Marion Landi, the wife of Herbert and a mother of four, died in 1999 because of lung cancer. According to Herbert, she smoked Lucky Strike and Camel cigarettes. He filed a lawsuit against R.J. Reynolds and Philip Morris USA Inc., alleging negligence, conspiracy to fraudulently conceal, fraud by concealment, and strict liability.
During the trial, Schlesinger told the jurors that Marion Landi switched to light and low-tar cigarettes, believing that they were better for her health because of information published by the tobacco industry. Attorneys for the tobacco companies argued that she never tried to quit and were aware of the potential health issues tied to cigarettes, but Schlesinger argued that she was in fact the “the perfect customer” because of her belief that switching to the light cigarettes was a healthier option.
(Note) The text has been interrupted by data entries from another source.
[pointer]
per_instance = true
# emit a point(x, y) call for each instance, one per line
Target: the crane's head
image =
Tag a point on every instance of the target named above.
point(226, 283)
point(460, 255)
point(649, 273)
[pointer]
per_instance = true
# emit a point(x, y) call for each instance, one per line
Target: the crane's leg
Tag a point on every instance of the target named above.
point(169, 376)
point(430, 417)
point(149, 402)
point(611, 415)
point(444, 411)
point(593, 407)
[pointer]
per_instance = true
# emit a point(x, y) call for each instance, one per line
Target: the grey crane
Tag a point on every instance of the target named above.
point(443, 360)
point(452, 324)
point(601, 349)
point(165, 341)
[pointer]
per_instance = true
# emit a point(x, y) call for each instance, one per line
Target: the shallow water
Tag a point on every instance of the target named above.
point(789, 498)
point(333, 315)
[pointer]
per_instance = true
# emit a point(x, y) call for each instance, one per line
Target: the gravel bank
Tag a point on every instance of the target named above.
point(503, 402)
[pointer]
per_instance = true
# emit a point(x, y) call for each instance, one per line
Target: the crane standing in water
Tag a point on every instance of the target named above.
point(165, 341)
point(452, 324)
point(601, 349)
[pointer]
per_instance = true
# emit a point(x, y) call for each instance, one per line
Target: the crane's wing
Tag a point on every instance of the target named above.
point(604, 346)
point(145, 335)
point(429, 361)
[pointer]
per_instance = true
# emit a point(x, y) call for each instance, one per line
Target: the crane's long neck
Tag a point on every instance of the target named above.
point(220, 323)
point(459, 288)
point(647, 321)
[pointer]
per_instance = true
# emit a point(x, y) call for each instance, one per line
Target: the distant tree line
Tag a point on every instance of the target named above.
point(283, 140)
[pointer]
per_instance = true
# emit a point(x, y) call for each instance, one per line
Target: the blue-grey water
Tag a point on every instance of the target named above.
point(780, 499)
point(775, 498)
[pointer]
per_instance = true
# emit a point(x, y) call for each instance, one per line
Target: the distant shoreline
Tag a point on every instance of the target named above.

“There is an illusion of filtration; they knew all along it was an effective marketing gimmick,” argued Schlesinger. “They knew all along they were intercepting quitters. They didn’t want Marion Landi to quit.”
The jury awarded Herbert Landi $8 million for the wrongful death of his wife on June 2. R.J. Reynolds and Philip Morris USA Inc. requested a mistrial because the jury wasn’t stopped at question eight, arguing that the case resulted in a tainted verdict. On June 8, instead of declaring a mistrial, the judge accepted the wrongful death portion of the verdict and disregarded the jury’s findings on questions after that. The same jury then assessed $7 million in punitive damages against R.J. Reynolds and $5 million in punitive damages against Philip Morris USA Inc.